More than a third of the Interior Department’s report on natural gas leasing and public land pollution from drilling and fracking was redacted or censored. In the latest installment of a series of reports from reporter Patrick Oppmann , click here to read more on this story.
As the Interior Department study that came out late last week on natural gas drilling and public lands made clear, almost every aspect of the report focused on the potential environmental effects of fracking and seismic activity on public lands, some of which can be reduced.
One area of significant concern for Interior is the risk to the underground water supply from releasing chemicals from wells. From the document:
“In searching for ways to reduce this risk, the FWS [forensic science service] is conducting, among other activities, a [formal] quality control analysis of the large number of studies that have been conducted ( and continue to be conducted) on potential impacts of hydraulic fracturing (“fracking”) and horizontal well targeting on drinking water. The resultant (and as yet incomplete) results are currently in draft form and will be made public following conclusion of the review process.”
More than a third of the Interior Department’s report on natural gas leasing and public land pollution from drilling and fracking was redacted or censored.
Safeguards and standards, such as those in the oil and gas field, are not written on the shoestring, and researchers have largely chosen to ignore the use of fracking, a process that involves injecting chemicals into the ground to release oil and gas.

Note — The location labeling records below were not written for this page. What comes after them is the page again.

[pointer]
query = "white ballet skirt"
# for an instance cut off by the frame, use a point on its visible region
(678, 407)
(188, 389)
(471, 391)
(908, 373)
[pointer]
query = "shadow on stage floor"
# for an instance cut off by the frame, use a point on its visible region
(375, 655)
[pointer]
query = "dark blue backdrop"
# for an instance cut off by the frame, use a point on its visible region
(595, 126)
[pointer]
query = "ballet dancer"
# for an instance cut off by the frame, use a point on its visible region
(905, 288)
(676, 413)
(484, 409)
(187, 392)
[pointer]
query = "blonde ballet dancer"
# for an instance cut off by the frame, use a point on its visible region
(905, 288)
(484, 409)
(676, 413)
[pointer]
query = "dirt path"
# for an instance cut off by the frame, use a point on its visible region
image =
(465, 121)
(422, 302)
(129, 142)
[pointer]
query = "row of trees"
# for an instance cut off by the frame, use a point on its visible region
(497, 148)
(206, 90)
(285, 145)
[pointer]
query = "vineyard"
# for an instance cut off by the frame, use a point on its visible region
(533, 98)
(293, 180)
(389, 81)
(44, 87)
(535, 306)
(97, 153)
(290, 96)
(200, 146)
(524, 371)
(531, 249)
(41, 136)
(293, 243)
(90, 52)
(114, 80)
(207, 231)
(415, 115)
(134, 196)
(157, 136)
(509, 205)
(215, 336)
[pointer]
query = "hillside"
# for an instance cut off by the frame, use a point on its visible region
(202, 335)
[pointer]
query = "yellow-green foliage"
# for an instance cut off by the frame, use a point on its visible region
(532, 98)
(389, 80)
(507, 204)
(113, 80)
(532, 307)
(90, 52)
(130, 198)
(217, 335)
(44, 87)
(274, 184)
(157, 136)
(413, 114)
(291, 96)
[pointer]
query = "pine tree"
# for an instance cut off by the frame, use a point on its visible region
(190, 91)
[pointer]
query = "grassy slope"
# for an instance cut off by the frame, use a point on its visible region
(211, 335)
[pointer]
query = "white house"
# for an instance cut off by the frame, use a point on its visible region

In the extractive energy sector, a US Geological Survey study estimated that for every 20 wells that are fracked, around 90 gallons of fracking fluids are released into the environment.
About 85% of the oil and gas activity occurs on federal lands, and as much as 90% of that activity occurs on the Forest Service, Bureau of Land Management and National Park Service.
In 2014, scientists predicted that the chemical spill risks could far exceed the 350,000 barrels of diesel currently used on federal and Forest Service land each year.